Cape Town’s draft energy strategy sets goal of adding 650 MW within five years
Cape Town’s energy strategy, which has been released for public comment, envisages the addition of 650 MW of new independent generation within five years in line with the city’s stated goal of protecting itself against four stages of loadshedding by 2026.
Mayor Geordin Hill-Lewis indicates that the new supply will be secured from various sources, including from city-owned generators, independent power producers (IPPs), from residents and businesses feeding into the grid, as well as through wheeling and trading.
Over the medium term, the intention is to introduce 1 GW of new supply and end loadshedding entirely, he says.
The city is already implementing parts of the strategy, with initiatives under way to enable small-scale generators to feed into the grid and to procure IPP power.
The draft strategy indicates that priority will now also be given to finalising the contractual and technical arrangements for customers and aggregators to wheel and trade electricity across its distribution network, as well as to expand utility-scale storage systems.
“Ending loadshedding is the most important action we can take for job-creating economic growth [and] Cape Town’s draft energy strategy maps the way toward four stages of loadshedding protection by 2026,” Hill Lewis states.
Short-term loadshedding mitigation will be achieved largely through a mix of demand management programmes, utilising the Steenbras hydro plant to provide relief of up to two stages, and by securing 500 MW of dispatchable energy, which will protect the city from up to four stages from 06:00 to 22:00 daily, he adds.
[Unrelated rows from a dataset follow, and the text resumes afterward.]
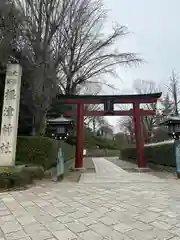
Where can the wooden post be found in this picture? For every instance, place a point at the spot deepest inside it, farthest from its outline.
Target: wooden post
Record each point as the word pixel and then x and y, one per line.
pixel 138 135
pixel 10 115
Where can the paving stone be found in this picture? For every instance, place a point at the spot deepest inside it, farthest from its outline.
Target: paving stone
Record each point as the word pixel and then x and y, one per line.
pixel 122 227
pixel 111 204
pixel 41 235
pixel 65 235
pixel 66 219
pixel 108 221
pixel 33 228
pixel 140 235
pixel 54 226
pixel 87 221
pixel 101 229
pixel 161 225
pixel 26 220
pixel 16 235
pixel 77 227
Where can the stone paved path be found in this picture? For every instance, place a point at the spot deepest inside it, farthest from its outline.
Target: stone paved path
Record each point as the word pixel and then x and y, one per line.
pixel 111 204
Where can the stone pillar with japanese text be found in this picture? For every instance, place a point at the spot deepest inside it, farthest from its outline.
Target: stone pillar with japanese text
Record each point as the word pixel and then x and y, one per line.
pixel 10 115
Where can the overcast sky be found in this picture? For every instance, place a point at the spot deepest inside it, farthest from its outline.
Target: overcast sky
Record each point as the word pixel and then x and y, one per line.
pixel 155 35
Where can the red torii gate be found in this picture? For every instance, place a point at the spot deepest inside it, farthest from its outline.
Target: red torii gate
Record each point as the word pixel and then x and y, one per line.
pixel 109 101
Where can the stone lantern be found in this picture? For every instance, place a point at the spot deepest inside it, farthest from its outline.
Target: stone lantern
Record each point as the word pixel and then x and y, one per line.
pixel 60 128
pixel 173 126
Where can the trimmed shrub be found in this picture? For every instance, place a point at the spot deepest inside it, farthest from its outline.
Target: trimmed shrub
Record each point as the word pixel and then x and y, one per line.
pixel 158 154
pixel 68 151
pixel 103 153
pixel 35 172
pixel 40 151
pixel 14 177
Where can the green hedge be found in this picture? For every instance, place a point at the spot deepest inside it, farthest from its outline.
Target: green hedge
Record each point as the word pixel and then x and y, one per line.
pixel 41 151
pixel 157 154
pixel 103 153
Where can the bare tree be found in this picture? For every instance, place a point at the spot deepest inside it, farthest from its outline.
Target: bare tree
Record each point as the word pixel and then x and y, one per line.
pixel 41 20
pixel 142 87
pixel 62 43
pixel 174 90
pixel 85 52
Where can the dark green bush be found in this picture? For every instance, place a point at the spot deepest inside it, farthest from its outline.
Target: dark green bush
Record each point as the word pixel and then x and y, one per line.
pixel 40 151
pixel 157 154
pixel 36 172
pixel 14 178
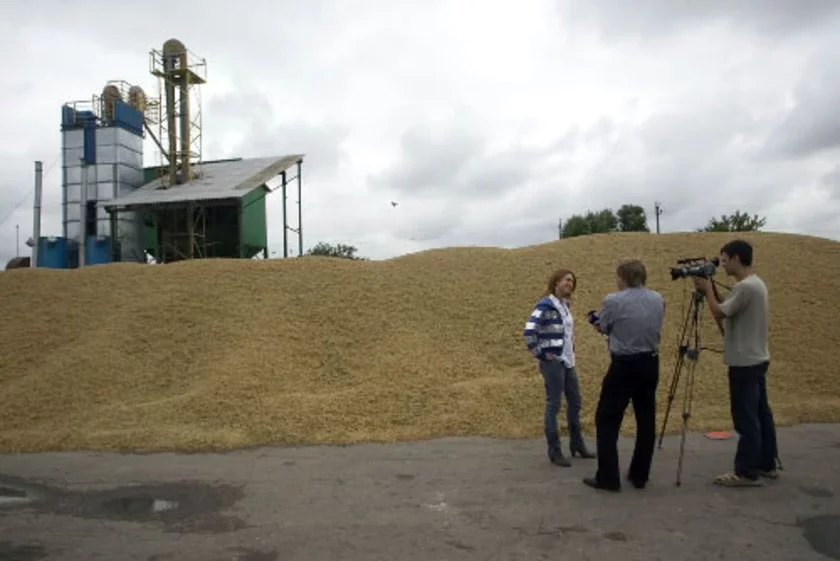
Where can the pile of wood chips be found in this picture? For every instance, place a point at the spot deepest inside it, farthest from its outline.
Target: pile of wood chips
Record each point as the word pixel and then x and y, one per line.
pixel 215 354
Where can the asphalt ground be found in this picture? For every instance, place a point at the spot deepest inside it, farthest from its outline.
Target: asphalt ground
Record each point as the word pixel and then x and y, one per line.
pixel 450 499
The strategy also commits the city to optimising energy use and efficiency, as well as to alleviating energy poverty, through subsidy reform, the ongoing electrification and lighting of informal settlements and improving access to informal backyard dwellings.
The three-phase strategy also includes a medium-term goal to 2031 of implementing the reforms required to ensure that the city has a financially sustainable electricity utility and a long-term ambition of transitioning Cape Town to carbon neutrality by 2050.
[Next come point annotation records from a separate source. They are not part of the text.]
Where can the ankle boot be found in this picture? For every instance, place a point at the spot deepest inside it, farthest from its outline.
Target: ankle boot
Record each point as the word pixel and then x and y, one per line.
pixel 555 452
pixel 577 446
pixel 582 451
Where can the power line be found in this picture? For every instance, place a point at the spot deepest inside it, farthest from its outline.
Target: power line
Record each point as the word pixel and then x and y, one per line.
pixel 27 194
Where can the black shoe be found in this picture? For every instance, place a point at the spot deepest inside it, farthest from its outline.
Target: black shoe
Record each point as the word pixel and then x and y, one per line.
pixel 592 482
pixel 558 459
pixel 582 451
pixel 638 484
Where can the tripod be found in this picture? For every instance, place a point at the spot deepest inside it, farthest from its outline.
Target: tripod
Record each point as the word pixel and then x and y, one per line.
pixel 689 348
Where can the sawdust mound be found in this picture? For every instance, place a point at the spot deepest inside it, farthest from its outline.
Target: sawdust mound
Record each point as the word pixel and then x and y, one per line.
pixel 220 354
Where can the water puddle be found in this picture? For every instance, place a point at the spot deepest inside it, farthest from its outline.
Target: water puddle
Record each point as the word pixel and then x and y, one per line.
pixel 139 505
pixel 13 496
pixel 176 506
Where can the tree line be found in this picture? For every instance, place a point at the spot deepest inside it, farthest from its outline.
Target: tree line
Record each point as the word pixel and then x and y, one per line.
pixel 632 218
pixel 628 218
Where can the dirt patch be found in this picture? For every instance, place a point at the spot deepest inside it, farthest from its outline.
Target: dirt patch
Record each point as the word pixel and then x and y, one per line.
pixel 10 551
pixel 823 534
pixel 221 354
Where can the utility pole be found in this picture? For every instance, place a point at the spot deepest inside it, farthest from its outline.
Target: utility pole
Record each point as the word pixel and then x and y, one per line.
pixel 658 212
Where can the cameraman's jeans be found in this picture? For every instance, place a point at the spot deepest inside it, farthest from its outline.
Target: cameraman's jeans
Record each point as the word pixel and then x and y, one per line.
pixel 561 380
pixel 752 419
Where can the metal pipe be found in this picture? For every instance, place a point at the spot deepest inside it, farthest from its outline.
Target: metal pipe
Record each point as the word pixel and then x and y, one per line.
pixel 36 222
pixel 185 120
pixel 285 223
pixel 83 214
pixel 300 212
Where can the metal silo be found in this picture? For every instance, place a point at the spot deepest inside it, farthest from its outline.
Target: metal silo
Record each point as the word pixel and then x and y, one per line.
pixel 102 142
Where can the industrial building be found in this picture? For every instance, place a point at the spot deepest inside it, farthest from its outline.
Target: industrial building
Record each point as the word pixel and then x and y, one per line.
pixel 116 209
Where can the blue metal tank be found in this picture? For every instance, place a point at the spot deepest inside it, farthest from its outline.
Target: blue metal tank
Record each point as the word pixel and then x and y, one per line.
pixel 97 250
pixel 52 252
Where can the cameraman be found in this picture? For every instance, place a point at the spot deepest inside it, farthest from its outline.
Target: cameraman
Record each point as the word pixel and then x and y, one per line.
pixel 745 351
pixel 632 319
The draft strategy places particular emphasis on ensuring a “future-fit energy utility business” that is able to adapt its business model such that it can provide financially sustainable energy services in a context of a competitive and distributed system.
It states that over the coming five years the city will seek to restructure the electricity tariff in a way that enables improved cost recovery for fixed distribution system costs.
This tariff reform, the strategy states, should result in a utility department that “encourages private sector participation in energy supply, safeguards the provision of subsidised energy access to indigent households, and ensures that the cost of providing and maintaining electricity infrastructure is fairly distributed across customers”.
The city's long-term intention is also to distribute electricity directly to all customers in Cape Town, including those currently in Eskom supply areas.
The draft strategy, which also makes the case for integrating electric vehicles and green hydrogen into the city’s broader energy system, is open for public comment until July 31.